Il peut être difficile de comprendre à la fois la politique des banques centrales et les marchés financiers tant ces acteurs jouent au chat et à la souris depuis l’été dernier. Durant tout ce temps, les banques centrales ont fait preuve de fermeté, alors que les marchés, eux, aspiraient à un assouplissement.

Lorsque la Fed s’apprêtait à publier le compte rendu de sa réunion le 4 janvier, les marchés se sont emballés, escomptant une indication que les taux approchaient de leur sommet. Ils ont été déçus. En effet, la Fed a expressément affirmé que les attentes du marché relevaient d’une «perception erronée». Les marchés ont été tout aussi surpris par l’orientation restrictive adoptée par la BCE à l’issue de sa réunion de politique du 14 décembre. Les actions européennes ont essuyé de lourdes pertes dans la foulée.

Quelles sont les raisons de cet antagonisme? Pourquoi les marchés et les banques centrales ne sont-ils pas sur la même longueur d’ondes?

Les raisons sont doubles: les marchés ont leurs propres prévisions sur l’inflation et la croissance, qui sont différentes, et ils ne croient pas à la communication des banques centrales.

En comparant les prévisions publiées par les banques centrales et celles du marché d’une future inflation, on constate effectivement une notable différence. Cela peut en partie expliquer pourquoi ils anticipent une position plus accommodante pour les taux d’intérêt.

D’après nous, l’inflation devrait ralentir en 2023, mais elle ne redescendra au niveau souhaité qu’en 2024 ou 2025. Nous voyons apparaître une légère récession aux États-Unis eu égard au dynamisme du marché du travail, et une récession plus profonde dans l’Union européenne, empêtrée dans la guerre et la crise énergétique.

Les marchés font-ils confiance à la fonction de réaction des banques centrales?

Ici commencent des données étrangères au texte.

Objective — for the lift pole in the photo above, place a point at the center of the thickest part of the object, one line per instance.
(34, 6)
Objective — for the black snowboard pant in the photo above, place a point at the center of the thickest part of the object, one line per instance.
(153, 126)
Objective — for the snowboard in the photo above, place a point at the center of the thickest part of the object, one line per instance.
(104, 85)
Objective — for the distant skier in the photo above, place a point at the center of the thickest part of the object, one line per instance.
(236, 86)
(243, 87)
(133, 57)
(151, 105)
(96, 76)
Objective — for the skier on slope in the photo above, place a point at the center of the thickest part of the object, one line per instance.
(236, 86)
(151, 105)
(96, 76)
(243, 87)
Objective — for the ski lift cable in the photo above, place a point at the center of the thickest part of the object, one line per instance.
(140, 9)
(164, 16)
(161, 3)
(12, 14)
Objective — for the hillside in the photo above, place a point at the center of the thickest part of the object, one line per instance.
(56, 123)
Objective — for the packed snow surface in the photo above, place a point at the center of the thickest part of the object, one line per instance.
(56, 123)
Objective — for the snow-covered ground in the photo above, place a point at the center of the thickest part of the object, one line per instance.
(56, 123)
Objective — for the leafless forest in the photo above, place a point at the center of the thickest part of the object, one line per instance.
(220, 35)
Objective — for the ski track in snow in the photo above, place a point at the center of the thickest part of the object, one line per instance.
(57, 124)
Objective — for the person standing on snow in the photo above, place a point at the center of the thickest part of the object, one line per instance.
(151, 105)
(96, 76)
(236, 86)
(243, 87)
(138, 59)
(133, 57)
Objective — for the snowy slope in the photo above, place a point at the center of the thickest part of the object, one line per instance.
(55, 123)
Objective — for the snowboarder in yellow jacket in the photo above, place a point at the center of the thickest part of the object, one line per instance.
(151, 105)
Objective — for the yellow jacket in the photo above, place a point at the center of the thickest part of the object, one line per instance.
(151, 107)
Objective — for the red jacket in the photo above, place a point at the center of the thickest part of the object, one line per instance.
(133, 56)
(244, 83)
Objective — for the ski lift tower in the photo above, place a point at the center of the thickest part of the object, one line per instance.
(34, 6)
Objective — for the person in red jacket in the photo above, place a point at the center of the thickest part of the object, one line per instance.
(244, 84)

L’attitude restrictive des banques centrales tient à leur mission de lutte contre l’inflation. Avec une inflation inédite depuis plusieurs générations, les banques centrales pensent qu’une nouvelle hausse des taux d’intérêt s’impose pour retrouver le niveau cible de 2%.

Jerome Powell, le président de la Fed, et Christine Lagarde, la présidente de la BCE, sont même allés plus loin, affirmant qu’une fois les taux d’intérêt arrivés à leur sommet, ils devront y rester quelque temps – dans une politique restrictive.

Une certaine confusion règne quant à savoir ce que signifie une politique restrictive et si une telle politique est déjà en place.

Dans les termes de Jerome Powell, une politique restrictive signifie que le taux des fonds fédéraux est supérieur au taux neutre. La Fed estime que ce taux neutre théorique oscille aux alentours de 2 à 3%. Les taux effectifs se situant entre 4,25 et 4,50%, la politique actuelle est bien restrictive.

Selon d’autres interprétations, une politique restrictive signifie que le taux d’intérêt réel – soit le taux d’intérêt nominal moins le taux d’inflation – est positif. Avec une inflation à 7%, la politique actuelle n’est pas restrictive au sens de cette définition.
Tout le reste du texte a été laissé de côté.